Liquidity is More Important than Ever

We are into our second month of quarantine across most of the country and the economic cost of reducing personal interaction is slowly coming into focus. As we muddle our way through what now is developing into an economic contraction of indeterminate depth, cash is king.

As the shelter-at-home orders spread nationwide in March it became understood that demand was going to plummet, along with revenues, but the duration was unknown. Would this last for weeks, or even months? Every organization would be affected to a degree, but some were more exposed than others. In particular, theater chains, restaurants, cruise lines, airlines, hotels and department stores expected to see revenues decline as much as 80-90% or more, and were thus at greatest risk of a business interruption and loss of employees, even for a short period. Real estate firms faced questions about how many tenants were capable of paying rent. Energy firms were at risk as demand for oil plummeted following a supply fight between Russia and Saudi Arabia which pushed prices down to levels not seen in nearly 20 years.

Those with capacity drew on their bank credit lines to bolster cash balances, unsure they could access public markets to raise additional capital. At the same time, investors are looking more closely for changes in how companies use their cash, rewarding those cutting expenses and working to strengthen balance sheets. For companies already struggling before March with declining revenues or high debt levels, Coronavirus will likely be the knockout blow; reports of missed bond payments are already showing up in retail and energy.

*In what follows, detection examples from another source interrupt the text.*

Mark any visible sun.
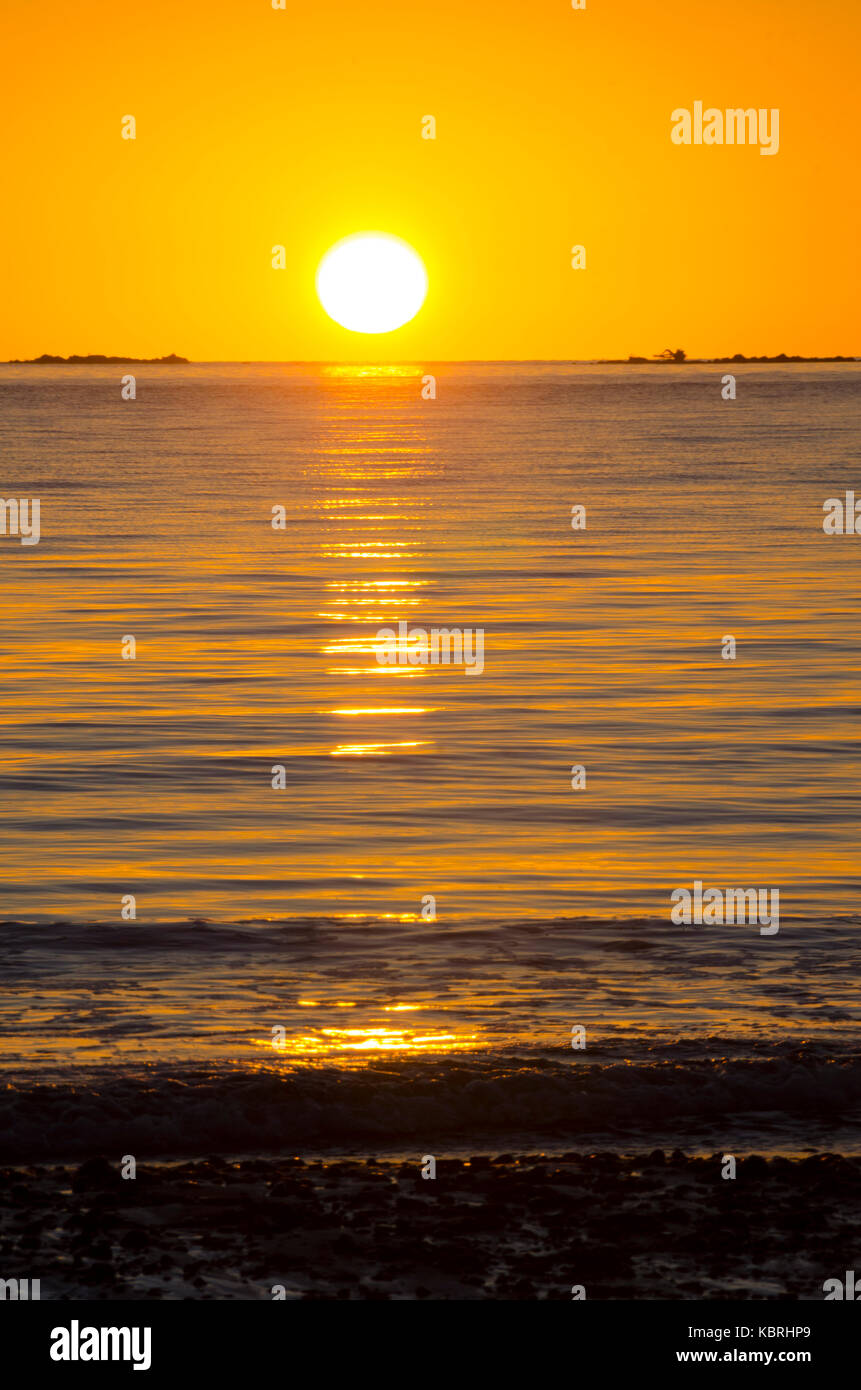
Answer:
[317,232,427,334]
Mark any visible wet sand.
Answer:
[0,1150,861,1300]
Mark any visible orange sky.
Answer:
[0,0,861,360]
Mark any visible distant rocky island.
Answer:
[597,348,858,367]
[7,352,188,367]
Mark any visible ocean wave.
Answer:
[0,1049,861,1163]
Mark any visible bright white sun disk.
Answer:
[317,232,427,334]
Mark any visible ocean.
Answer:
[0,363,861,1163]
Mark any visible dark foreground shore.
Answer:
[0,1151,861,1300]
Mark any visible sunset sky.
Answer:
[0,0,861,360]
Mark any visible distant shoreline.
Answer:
[3,352,861,367]
[4,352,191,367]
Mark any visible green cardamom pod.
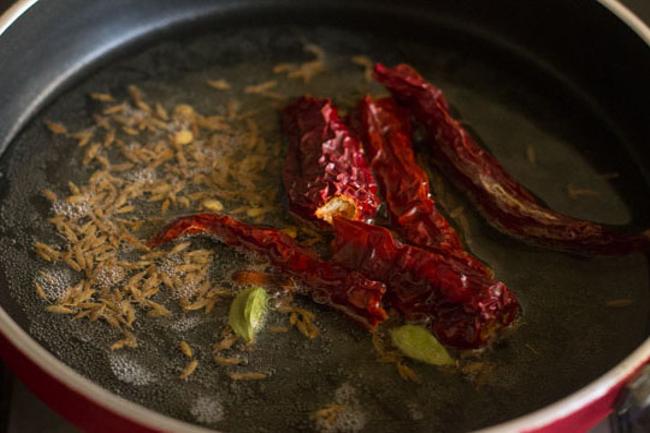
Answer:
[390,325,454,365]
[228,287,269,342]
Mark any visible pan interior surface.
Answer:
[0,11,650,433]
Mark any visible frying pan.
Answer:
[0,0,650,433]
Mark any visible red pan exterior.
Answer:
[0,333,161,433]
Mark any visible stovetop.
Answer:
[0,0,650,433]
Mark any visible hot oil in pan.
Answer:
[0,28,650,432]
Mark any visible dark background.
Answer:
[0,0,650,433]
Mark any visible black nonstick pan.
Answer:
[0,0,650,433]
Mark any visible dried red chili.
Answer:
[375,64,650,254]
[356,96,492,275]
[148,214,387,328]
[332,217,520,349]
[282,96,380,222]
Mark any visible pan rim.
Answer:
[0,0,650,433]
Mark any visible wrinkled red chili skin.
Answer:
[148,214,387,329]
[355,96,492,275]
[282,96,380,223]
[332,217,520,349]
[374,64,650,255]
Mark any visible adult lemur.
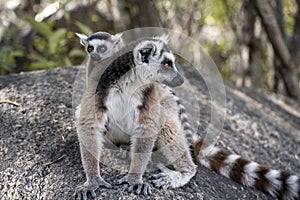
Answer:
[76,32,299,199]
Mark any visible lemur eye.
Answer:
[163,60,172,68]
[87,46,94,53]
[98,46,106,53]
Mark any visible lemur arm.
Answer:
[75,97,111,199]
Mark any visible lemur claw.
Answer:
[74,177,112,200]
[118,175,152,195]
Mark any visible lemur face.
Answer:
[133,36,184,87]
[76,32,122,61]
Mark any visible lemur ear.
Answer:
[137,43,156,63]
[153,34,170,44]
[111,33,123,44]
[75,33,88,46]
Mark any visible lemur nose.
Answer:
[91,54,101,61]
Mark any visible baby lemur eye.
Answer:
[163,60,172,68]
[87,46,94,53]
[98,46,107,53]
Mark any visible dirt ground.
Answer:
[0,67,300,200]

Investors made their own dash for cash by selling assets, sometimes indiscriminately. With sellers vastly outnumbering buyers, markets became imbalanced and prices declined. During March, bond and equity funds shed $300 billion in assets, and liquid assets like money market mutual funds and savings accounts increased by $1.1 trillion.

In short order, the Federal Reserve stepped in to provide cash and liquidity wherever it was needed. They resurrected every program used in 2008, and introduced several more, broadening their support further than ever. Congress also entered the fray by approving the CARES Act, the largest fiscal expansion in history. The intent was to push $2 trillion in cash directly into the hands of individuals, businesses and state/local governments to help navigate the quarantine with minimal economic damage. The ink was barely dry before they started negotiations for more.

Going forward, entities with sufficient cash balances on their balance sheets will have the highest ability to weather the quarantine and position themselves in the best possible way for whatever comes next. Cash offers the ability to make decisions from a position of strength rather than weakness. Those that made intentional decisions to operate conservatively are now reaping the benefits such flexibility supplies. Cash flow strength has always been at the heart of our investment processes; the impact of cash is now more vital than ever.